A Huge Financial Loss May Increase Your Risk of Death, Study Says

April 4, 2018, 4:25 PM UTC
Man looking at his empty leather wallet in office.
Bongkarn Thanyakij—Getty Images/iStockphoto

When your financial health takes a hit, your physical health may follow suit, according to new research.

A study published Tuesday in JAMA found that people who had a “negative wealth shock” — defined as losing at least 75% of their household net worth over a two-year period — were significantly more likely than financially stable folks to die early, regardless of how rich they were to start. A sudden drop in wealth was found to be only marginally less dangerous for health than living in poverty, which researchers have long associated with poorer health and longevity.
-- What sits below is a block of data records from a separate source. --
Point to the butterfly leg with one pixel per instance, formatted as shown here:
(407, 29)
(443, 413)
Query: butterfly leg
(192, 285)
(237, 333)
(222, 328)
The study, which was carried out by researchers from Northwestern University and the University of Michigan, analyzed the financial and physical health of more than 8,000 American adults between the ages of 51 and 61. Over the approximately 20 years they were followed by researchers, roughly 25% of those individuals experienced a negative wealth shock and more than 2,800 died. Almost 7% were living in long-term poverty.

The researchers calculated that a significant monetary loss was associated with a 50% higher chance of dying during the follow-up period, while poverty was associated with a 67% higher chance of death. A financial disaster that caused people to lose their primary residence was even riskier for longevity, the researchers found.

The dramatic impact of a negative wealth shock could be explained by a few things, the researchers write. For one thing, sudden financial troubles may make it difficult to pay for medical care, or lead to a tendency to put off appointments. Logically, that effect is likely especially pronounced among people for whom a wealth shock was triggered by expensive medical issues.

A sharp decline in net worth can also take a toll on mental health. This may come with direct consequences, such as suicide, depression or substance abuse, as well as long-term health issues associated with stress, the researchers write.